Essentially this leaves us with a bunch of equations we have to satisfy to determine the flag.

# Other section types:

There are two other types of sections that maintain the stack frame:

#### Adding with a constant

```
1 OP_PICK
113
OP_ADD
238
OP_EQUAL
OP_ADD
```

In this case, we check if `val_1 + 113 == 238`

. Since this must be true, we can determine that `val_1`

is equal to `125`

or `'}'`

. Since flags are of the format `flag{md5}`

we can deduce that the flag is stored backwards from the top of the stack like so:

```
}
val_2
val_3
...
val_33
{
g
a
l
f
```

#### Hash Check

The third block type is a hash comparison such as:

```
30 OP_PICK
OP_RIPEMD160
412fc6097e62d5c494b8df37e3805805467d1a2c
OP_EQUAL
OP_ADD
```

This is checking whether `ripemd160(val_30) == '412fc6097e62d5c494b8df37e3805805467d1a2c'`

. Since we know that `val_30`

is a single ascii character, we only have to brute force a space of `2^7`

which can be done like so:

```
import hashlib
def find(hash_string):
for i in range(32,128):
c = chr(i)
h = hashlib.new('ripemd160')
h.update(c)
if h.hexdigest() == hash_string:
return c
return ''
```

```
>>> find('412fc6097e62d5c494b8df37e3805805467d1a2c')
'2'
```

# The Boring Part

Now, we have a series of equations and all that’s left to do is find a flag such that all the equations are true. Unfortunately, after you go through and fill in all the constant ones, none of the other characters are forced to any value.

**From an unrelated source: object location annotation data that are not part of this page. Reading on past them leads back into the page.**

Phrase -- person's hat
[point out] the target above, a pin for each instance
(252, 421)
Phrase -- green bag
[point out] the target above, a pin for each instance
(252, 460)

*Example equations below (left side is character index, right side is raw value)*

```
10 + 22 = 99
13 + 10 = 105
4 + 10 = 148
33 + 20 = 198
29 + 24 = 104
26 + 28 = 148
6 + 2 = 157
5 + 2 = 157
...
```

It felt kind of like a less exciting sudoku puzzle.

In fact, I found two distinct sets of characters that had no equations comparing them to the other set.

After I had gone through all the equations, I actually had three flags that appeared to pass all the checks:

```
flag{e612123bd7128a3df7598a6198fffc97}
flag{e622223bc6128a4ce7698a6198feec88}
flag{e632323bb5128a5bd7798a6198fddc79}
```

*Note: I’m not sure if I made a mistake here or if there was a slight logic error in the problem creation*

As the saying goes, “the third flag’s the charm,” or something like that.